Five Things to Watch:

1. Can the Bulls get one on the Bucks? The Bulls are 0-3 against the Bucks so far this season and it hasn't been pretty. The Bucks have won the previous three meetings all by double digits and by an average of 19 points. The youth and athleticism of the Bucks has been a tough matchup for the Bulls so far.

2. Containing Giannis. There may be no stopping Giannis Antetokounmpo, but the Bulls can at least try to contain him. Antetokounmpo is averaging 23 points and nearly nine rebounds per game. In three games against the Bulls this year he has averaged 29 points, 10 rebounds and 7.3 assists per contest. If the Bulls are to stay in the game, they will need to keep him to numbers lower than that.

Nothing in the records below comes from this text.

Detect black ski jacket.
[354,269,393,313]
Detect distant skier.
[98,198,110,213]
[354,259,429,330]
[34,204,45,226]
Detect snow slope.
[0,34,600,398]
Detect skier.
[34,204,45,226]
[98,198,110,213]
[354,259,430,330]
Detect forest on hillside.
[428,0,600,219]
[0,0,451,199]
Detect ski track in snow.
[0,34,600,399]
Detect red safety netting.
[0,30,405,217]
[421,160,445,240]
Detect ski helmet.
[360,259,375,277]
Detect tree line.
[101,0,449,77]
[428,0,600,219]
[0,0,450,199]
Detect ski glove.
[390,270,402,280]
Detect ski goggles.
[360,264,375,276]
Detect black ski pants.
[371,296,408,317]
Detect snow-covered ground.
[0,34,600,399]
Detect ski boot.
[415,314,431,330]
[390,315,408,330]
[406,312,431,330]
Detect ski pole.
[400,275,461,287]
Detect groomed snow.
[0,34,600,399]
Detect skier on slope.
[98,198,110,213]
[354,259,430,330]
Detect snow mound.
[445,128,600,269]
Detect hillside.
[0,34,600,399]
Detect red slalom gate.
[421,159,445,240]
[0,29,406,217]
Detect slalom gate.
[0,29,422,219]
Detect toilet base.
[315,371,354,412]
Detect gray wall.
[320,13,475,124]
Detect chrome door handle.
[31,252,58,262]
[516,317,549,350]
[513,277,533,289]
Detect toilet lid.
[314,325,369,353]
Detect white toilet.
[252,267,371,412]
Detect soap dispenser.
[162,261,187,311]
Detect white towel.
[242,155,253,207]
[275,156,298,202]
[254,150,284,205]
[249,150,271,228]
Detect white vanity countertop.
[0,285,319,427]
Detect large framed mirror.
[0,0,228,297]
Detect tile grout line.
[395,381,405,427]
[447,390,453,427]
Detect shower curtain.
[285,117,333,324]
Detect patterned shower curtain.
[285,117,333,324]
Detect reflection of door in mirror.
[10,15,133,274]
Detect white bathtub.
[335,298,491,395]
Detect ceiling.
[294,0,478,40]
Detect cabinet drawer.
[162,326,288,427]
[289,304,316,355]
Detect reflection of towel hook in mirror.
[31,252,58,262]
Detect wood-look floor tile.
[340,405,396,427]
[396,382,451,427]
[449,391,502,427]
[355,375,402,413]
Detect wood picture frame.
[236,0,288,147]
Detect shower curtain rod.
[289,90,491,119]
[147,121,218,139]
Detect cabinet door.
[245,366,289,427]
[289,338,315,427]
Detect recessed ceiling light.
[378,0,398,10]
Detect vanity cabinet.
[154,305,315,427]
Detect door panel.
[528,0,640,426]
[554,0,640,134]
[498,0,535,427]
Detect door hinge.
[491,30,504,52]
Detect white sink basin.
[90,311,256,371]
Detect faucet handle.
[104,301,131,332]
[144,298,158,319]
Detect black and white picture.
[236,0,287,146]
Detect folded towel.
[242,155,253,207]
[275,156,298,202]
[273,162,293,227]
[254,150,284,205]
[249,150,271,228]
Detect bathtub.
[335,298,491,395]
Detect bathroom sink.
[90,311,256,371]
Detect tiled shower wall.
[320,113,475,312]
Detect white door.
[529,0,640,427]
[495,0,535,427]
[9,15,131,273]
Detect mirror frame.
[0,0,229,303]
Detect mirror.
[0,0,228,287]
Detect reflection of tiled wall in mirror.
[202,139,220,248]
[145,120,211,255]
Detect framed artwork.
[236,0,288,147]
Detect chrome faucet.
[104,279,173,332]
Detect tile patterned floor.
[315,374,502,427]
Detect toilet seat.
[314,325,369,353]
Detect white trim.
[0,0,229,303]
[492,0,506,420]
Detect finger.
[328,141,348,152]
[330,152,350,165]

3. Playoff implications. The Bulls playoff hopes are still alive with nine games remaining, but things are looking a bit bleak. The Bulls are a game and a half out of the eighth playoff spot, but only 3.5 games behind two teams tied for the No. 5 seed, the Bucks and the Atlanta Hawks. The Bucks have won three in a row to improve their position.

4. Mirotic on a roll. Streaky play is nothing new to Nikola Mirotic, but he's on a good run currently. After scoring a season-high 28 points on Wednesday against the Pistons, Mirotic followed that up with 15 points against the 76ers. Since missing three straight games earlier this month, Mirotic has scored in double figures in five of the last seven games and is averaging 15.6 points during that stretch.

5. Beginning of a tough stretch. The Bulls' playoff hopes could be made or broken in the next three games. After taking on the Bucks, which occupy a playoff spot, the Bulls host two more Eastern Conference playoff teams in Cleveland and Atlanta. The Bulls need to string some wins together and this is not an easy stretch to do so against.